Host of BBC Five Live Mark Chapman said Sutton had “gone too far”, while Kris Boyd also dismissed Sutton’s opinion. But did he have a point?
Before we get to the matter at hand, we need to try and figure out some context. Does Sutton mean they could play without anyone covering the goal? Because, of course, that would be ridiculous. A team could justifiably shoot every time they crossed halfway. Celtic would lose every game - barring a two-goal comeback against Hamilton.
Seeing as he was discussing Craig Gordon’s potential move to Chelsea, this writer would like to think he meant without a professional (or amateur, for that matter) goalkeeper. And that the team would have some outfield player just minding the sticks.
In this instance it becomes a little different. Most of us can remember Phil Jagielka pulling off some heroics between the posts in a 1-0 win for Sheffield United against Arsenal. Surely, with Dedryck Boyata pulling ‘any man in’ duty and Celtic keeping the opposing team up the other end of the park, they’d pick up some points?
To test this theory, we’ve looked back at Celtic’s season so far and how many shots on target they’ve conceded in relation to the number of goals scored in every individual game.
This is not an exact science. We have no idea how a team would react to the knowledge that the opposing side is going to forego the selection of a goalkeeper in favour of an outfield player sporting a baggy jersey.

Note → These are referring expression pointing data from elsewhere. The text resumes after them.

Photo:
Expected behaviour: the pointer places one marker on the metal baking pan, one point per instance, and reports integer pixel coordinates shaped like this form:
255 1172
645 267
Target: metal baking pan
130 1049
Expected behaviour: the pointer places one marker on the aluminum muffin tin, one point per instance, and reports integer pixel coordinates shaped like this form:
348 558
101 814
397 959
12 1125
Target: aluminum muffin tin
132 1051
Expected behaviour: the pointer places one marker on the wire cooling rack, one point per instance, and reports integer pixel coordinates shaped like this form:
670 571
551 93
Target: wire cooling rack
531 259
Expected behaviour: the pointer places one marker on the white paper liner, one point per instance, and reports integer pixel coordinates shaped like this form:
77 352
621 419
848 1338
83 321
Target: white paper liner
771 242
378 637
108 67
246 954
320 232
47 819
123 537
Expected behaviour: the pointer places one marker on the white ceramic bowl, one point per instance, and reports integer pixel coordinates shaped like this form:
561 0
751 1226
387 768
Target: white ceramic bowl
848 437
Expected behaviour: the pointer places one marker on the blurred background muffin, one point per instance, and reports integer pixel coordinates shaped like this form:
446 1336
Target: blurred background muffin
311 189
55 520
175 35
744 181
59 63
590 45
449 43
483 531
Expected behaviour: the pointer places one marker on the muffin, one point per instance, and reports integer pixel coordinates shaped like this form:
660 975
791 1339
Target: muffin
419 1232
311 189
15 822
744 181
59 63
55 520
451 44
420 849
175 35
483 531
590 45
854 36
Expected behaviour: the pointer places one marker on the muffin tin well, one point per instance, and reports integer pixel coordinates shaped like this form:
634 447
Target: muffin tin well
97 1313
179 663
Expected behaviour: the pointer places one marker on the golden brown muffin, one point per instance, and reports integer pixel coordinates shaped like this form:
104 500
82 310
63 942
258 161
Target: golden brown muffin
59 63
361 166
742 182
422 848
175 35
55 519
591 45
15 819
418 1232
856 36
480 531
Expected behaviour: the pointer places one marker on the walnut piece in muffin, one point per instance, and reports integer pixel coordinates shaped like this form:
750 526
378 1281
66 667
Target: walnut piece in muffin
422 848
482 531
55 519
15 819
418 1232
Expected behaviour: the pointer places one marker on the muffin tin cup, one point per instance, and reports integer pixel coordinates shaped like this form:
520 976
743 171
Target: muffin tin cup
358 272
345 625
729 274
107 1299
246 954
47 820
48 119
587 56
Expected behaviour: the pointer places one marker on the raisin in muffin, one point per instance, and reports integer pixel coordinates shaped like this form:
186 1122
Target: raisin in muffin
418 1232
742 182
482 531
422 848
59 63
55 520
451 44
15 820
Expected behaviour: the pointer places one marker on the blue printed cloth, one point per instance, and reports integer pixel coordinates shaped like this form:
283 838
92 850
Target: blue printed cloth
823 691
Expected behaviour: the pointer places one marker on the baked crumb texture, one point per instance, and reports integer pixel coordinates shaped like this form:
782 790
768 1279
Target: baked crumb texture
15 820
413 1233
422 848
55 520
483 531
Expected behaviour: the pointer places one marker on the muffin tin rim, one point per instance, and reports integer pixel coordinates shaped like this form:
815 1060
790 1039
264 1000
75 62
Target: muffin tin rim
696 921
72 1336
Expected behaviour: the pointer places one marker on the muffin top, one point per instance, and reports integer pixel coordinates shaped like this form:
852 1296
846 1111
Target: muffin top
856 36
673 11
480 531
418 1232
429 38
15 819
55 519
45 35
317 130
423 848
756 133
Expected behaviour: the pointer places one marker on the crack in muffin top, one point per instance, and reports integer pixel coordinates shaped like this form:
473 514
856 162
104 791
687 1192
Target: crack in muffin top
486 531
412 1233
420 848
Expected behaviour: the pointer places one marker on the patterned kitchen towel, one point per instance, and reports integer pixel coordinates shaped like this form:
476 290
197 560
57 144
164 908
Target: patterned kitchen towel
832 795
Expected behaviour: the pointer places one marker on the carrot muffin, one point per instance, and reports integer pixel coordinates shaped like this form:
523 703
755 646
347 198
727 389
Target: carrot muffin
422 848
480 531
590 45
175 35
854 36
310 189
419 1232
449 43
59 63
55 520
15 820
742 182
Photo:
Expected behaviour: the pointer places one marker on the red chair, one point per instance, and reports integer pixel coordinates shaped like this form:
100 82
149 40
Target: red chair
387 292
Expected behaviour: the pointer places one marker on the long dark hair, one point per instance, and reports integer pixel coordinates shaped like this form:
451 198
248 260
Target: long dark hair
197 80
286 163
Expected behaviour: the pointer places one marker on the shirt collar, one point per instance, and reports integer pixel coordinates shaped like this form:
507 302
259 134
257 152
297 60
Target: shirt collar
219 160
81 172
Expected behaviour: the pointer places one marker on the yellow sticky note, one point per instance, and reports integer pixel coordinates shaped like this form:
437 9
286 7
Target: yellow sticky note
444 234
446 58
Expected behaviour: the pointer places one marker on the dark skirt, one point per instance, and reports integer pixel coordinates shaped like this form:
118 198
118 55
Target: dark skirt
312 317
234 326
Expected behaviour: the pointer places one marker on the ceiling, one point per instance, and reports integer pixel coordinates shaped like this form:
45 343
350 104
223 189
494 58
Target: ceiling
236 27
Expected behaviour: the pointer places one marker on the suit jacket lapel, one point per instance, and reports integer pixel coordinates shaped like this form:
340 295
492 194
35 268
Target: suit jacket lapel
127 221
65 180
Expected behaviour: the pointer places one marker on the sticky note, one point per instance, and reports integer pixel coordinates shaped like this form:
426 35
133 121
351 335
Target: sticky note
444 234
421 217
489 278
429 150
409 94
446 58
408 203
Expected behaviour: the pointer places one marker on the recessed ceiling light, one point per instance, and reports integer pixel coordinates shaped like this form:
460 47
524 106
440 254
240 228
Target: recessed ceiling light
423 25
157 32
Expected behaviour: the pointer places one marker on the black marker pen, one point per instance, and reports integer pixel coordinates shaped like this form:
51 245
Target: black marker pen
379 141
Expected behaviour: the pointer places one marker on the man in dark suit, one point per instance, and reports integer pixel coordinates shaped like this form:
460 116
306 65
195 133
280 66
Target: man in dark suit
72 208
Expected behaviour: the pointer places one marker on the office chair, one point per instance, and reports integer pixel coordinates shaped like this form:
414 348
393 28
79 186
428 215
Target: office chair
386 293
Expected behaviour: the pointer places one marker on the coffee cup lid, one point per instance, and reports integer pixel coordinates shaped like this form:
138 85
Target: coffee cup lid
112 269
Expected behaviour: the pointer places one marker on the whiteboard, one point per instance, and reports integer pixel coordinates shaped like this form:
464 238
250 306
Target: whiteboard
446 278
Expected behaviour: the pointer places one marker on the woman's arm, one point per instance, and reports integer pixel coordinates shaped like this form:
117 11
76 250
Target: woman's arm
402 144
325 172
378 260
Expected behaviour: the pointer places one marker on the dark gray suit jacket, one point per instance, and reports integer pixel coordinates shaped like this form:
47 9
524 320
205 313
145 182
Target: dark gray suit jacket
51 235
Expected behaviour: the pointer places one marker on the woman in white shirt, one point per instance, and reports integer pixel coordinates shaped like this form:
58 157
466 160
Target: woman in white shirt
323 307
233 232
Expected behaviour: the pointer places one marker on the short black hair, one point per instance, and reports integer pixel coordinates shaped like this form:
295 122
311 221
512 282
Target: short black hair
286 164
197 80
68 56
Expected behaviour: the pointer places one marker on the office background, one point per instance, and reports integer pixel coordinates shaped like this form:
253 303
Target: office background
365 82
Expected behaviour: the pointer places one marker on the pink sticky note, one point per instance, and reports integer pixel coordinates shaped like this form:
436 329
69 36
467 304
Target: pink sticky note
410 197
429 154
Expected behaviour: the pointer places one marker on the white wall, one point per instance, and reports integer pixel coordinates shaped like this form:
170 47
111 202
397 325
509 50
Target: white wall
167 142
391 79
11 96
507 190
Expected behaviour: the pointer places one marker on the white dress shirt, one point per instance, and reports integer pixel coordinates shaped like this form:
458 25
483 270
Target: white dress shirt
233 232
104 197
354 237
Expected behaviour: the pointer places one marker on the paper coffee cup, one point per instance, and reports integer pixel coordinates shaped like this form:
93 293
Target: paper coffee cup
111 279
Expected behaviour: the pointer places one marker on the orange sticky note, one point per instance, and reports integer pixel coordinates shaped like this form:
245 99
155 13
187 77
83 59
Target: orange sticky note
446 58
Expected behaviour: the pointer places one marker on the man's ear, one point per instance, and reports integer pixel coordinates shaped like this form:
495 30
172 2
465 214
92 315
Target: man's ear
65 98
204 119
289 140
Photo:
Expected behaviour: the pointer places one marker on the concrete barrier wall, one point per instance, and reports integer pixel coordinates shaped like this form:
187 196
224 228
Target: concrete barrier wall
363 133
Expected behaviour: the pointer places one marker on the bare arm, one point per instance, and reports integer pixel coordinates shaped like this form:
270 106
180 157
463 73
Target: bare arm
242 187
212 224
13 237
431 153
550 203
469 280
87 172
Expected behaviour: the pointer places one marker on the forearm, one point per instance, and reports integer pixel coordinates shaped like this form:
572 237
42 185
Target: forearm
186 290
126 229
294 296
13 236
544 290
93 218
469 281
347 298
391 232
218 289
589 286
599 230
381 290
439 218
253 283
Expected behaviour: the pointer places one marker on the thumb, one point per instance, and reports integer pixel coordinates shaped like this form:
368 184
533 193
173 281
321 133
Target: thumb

At the same time, we can’t see tell exactly how many shots on target would make it around the literal last man of defence. You’d have to think he’d repel at least a couple. Celtic would also adopt a different mindset in their gameplan.
So, in the spirit of balance (and fun), we’ve judged every result on the basis that they would concede a goal from every shot on target.
Here they are...
Hearts (a) - 2-1 win - Six shots conceded on target - lose
St Johnstone (a) - 4-2 win - five shots on target - lose
Aberdeen (h) - 4-1 win - one shot on target - win
Rangers (h) - 5-1 win - two shots on target - win
Inverness (a) - 2-2 draw - five shots on target - lose
Kilmarnock (h) - 6-1 win - two shots on target - win
Dundee (a) - 1-0 win - one shot on target - draw
Motherwell (h) - 2-0 win - four shots on target - lose
Ross County (a) - 4-0 win - five shots on target - lose
Aberdeen (a) - 1-0 win - two shots on target - lose
Inverness CT (h) - 3-0 win - four shots on target - lose
Kilmarnock (a) - 1-0 win - two shots on target - lose
[Edit: this is quite a funk]
Motherwell (a) - 4-3 win - five shots on target - lose
Partick Thistle (a) - 4-1 win - one shot on target - win
Hamilton (h) - 1-0 win - two shots on target - lose
Dundee (h) - 2-1 win - two shots on target - draw
Partick Thistle (h) - 1-0 win - four shots on target - lose
Hamilton (a) - 3-0 win - three shots on target - draw
Ross County (h) - 2-0 win - two shots on target - draw
Rangers (a) - 2-1 win - six shots on target - lose
St Johnstone (h) - 1-0 win - one shot on target - draw
[Edit: they’re turning into Hamilton now]
Hearts (h) - 4-0 win - one shot on target - win
Aberdeen (h) - 1-0 win - two shots on target - lose
So, as you can see, counting every shot on target against them so far this season, Celtic would have 19 points. It’s very poor by Celtic standards, but it still wouldn’t have them bottom of the table (shame on you Inverness).
It’s a paltry 0.826 points per game. Seeing as Chris Sutton made his comments prior to Wednesday’s fixtures, where Celtic defeated Aberdeen, we’ll subtract those three points from Celtic’s real total. We’ll also configure the average to 0.86 points per game.
So, including the Dons game, there are 16 remaining fixtures. 16 x 0.863 = 14 points (if you round up slightly).
Add this to the 64 points Celtic had before the Aberdeen win and, based on their average on our ‘without a goalkeeper’ metrics, you have 78 points.
It should be noted that Celtic won the title in 2013 with only 79 points, but there was no Rangers in the league at the time. Would their enemies have enough to claw back the deficit on this occasion?
Through 22 games (again, prior to Sutton’s comments), Rangers had 42 points. That’s an average of 1.9 per game. Take that figure, multiply by the remaining 16 games and you have 30.5 points, which we can round up to 31 to be fair.
42 + 31 = 73. Which, if you’re paying attention at home, is fewer points than Celtic.
Therefore, Chris Sutton, as the analysis would tell us, is correct. If Celtic played without a goalkeeper, under the parameters explained above, they would still win the title.